Skip site navigation (1)Skip section navigation (2)
Date:      Thu, 13 Jan 2011 18:22:18 -0600 (CST)
From:      Robert Bonomi <bonomi@mail.r-bonomi.com>
To:        freebsd-questions@freebsd.org, freebsd@edvax.de
Subject:   Re: awk question: replacing "%d%s" by "%d %s"
Message-ID:  <201101140022.p0E0MIW8029158@mail.r-bonomi.com>
In-Reply-To: <20110113062819.4ecb89d9.freebsd@edvax.de>

next in thread | previous in thread | raw e-mail | index | archive | help

> Date: Thu, 13 Jan 2011 06:28:19 +0100
> From: Polytropon <freebsd@edvax.de>
> Subject: awk question: replacing "%d%s" by "%d %s"
>
> I'm aware that this is not an awk question list, but I'm confident there 
> are many awk gurus here who can surely help me with such a stupid 
> problem.
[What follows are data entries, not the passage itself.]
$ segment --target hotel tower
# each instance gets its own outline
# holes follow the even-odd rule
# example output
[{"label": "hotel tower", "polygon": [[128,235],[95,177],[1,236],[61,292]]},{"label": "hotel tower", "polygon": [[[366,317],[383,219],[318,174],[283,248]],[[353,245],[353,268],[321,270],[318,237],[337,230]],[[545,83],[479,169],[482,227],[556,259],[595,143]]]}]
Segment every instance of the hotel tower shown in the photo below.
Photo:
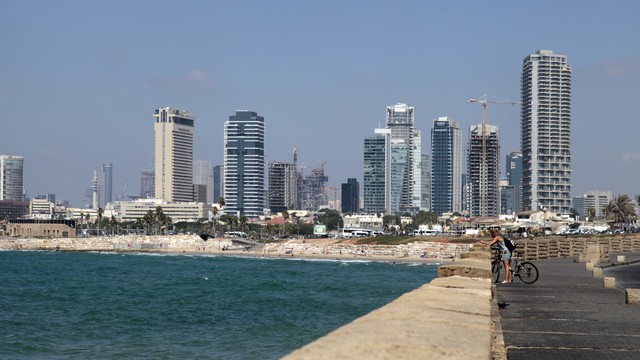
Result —
[{"label": "hotel tower", "polygon": [[571,66],[540,50],[524,58],[521,80],[522,206],[571,208]]},{"label": "hotel tower", "polygon": [[186,110],[157,109],[155,118],[155,197],[193,201],[193,123]]}]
I also know that I get more and more stupid myself for NOT being 
> able to solve this, even after... some nearly infinite time. :-)
>
> I have strings of the form either "<number(s)>" or
> "<number(s)><letter>". I catch them with
>
>  if(match(nr, "[a-z]"))
>   ...
>
> where "nr" is the name of the string. What I need is a simple space 
> between <number(s)> and <letter>, so for example "12a" would get "12 a", 
> "6d" would get "6 d", and "58" would stay unchanged. I've tried with 
> split(), with array manipulation and could produce 10 lines of code that 
> didn't work as intended
> (it produced "1122aa", "66dd" and "5588" according
> to the examples above).

> Obviously, sub(nr, "[a-z]", " [a-z]"); is nonsense.
>

True.  But 
     sub(nr,"[a-z]"," &");

does the trick.  (tested on Freebsd 7.2)

Explamation: "&" is a  'replacement side' magic incantation to the regex 
library that means 'that which was matched by the pattern regex'.